4. In Kant, Fichte, Hegel, Schelling, opposites in varying ways are dealt with as one. Hegel is noted as the philosopher to whom the antitheses of the world were in a synthesis; who saw the contradictions of being, seen as one, as its true being. Hegel saw time and space as one, substance and form, non-being and being, absolute and becoming. And these certainly were present in his Philosophy of Fine Art. In Hegel, however, there is not the feeling that the opposites present in a drop of water are those present in Shakespeare’s Romeo and Juliet (which he discusses in the Philosophy of Fine Art) and in a mother’s worrying whether her son will come back that evening. Nor in Hegel is present the opposites in an earthy jest or a subtle, lingering observation. The opposites of Aesthetic Realism are present in the thing one will see next. In Hegel, it seems to the present speaker, they are present in what he has chosen, or as a result of abstract selectivity.

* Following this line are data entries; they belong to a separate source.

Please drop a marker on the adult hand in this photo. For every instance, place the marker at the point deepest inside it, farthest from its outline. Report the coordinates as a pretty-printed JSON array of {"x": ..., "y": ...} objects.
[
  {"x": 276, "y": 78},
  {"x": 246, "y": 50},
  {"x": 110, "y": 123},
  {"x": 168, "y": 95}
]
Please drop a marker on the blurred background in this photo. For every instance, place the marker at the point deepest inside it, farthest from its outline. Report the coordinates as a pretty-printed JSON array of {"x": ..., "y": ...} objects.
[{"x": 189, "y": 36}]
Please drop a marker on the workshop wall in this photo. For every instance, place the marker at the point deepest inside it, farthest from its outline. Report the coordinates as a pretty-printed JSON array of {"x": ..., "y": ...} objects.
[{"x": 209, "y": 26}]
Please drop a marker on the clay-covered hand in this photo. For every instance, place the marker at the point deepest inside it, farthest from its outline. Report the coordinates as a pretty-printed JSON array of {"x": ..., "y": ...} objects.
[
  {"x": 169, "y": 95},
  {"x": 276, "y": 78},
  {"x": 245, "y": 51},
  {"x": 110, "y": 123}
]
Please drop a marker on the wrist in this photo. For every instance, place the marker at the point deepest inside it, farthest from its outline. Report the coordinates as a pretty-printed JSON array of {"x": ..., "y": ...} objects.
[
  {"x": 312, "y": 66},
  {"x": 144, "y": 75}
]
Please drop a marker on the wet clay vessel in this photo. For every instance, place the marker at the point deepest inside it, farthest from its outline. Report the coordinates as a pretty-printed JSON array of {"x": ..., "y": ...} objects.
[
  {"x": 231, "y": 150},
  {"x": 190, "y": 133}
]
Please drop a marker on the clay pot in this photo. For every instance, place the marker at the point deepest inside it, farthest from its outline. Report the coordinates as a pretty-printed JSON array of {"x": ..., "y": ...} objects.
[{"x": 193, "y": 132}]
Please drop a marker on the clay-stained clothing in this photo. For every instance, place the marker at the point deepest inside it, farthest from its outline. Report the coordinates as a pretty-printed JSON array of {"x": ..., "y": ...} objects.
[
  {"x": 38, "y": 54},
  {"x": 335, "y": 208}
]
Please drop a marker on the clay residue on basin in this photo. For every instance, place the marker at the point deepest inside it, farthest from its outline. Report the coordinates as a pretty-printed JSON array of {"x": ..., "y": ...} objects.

5. Coleridge, in the fourteenth chapter of the Biographia Literaria, describes the poetic imagination as containing the power to put various opposites together. Here, too, however, the everyday immediacy of the world as we know it and of poetry as we know it, is not present. Besides, Aesthetic Realism says that opposites are not only present in poetry, but in all the arts, in all instances of botany, chemistry or physics, and in every moment of a person’s life. There are things dealt with by Aesthetic Realism, as students of it know, that were not taken up by Coleridge, either in his writings or his conversations as we know them. Of course, however, Aesthetic Realism loves Coleridge.
6. And it may be mentioned that a more thorough showing of opposites as one in beauty and art than is done by Coleridge is in a dialogue by Gerard Manley Hopkins. The clawing of this dialogue, the unrelenting inquiringness, gives it a quality not in Coleridge’s writings on poetry as we have them.
Therefore, Aesthetic Realism bases the claim that it sees the opposites in the world in its own way, on the things it has looked at and how it has looked at them.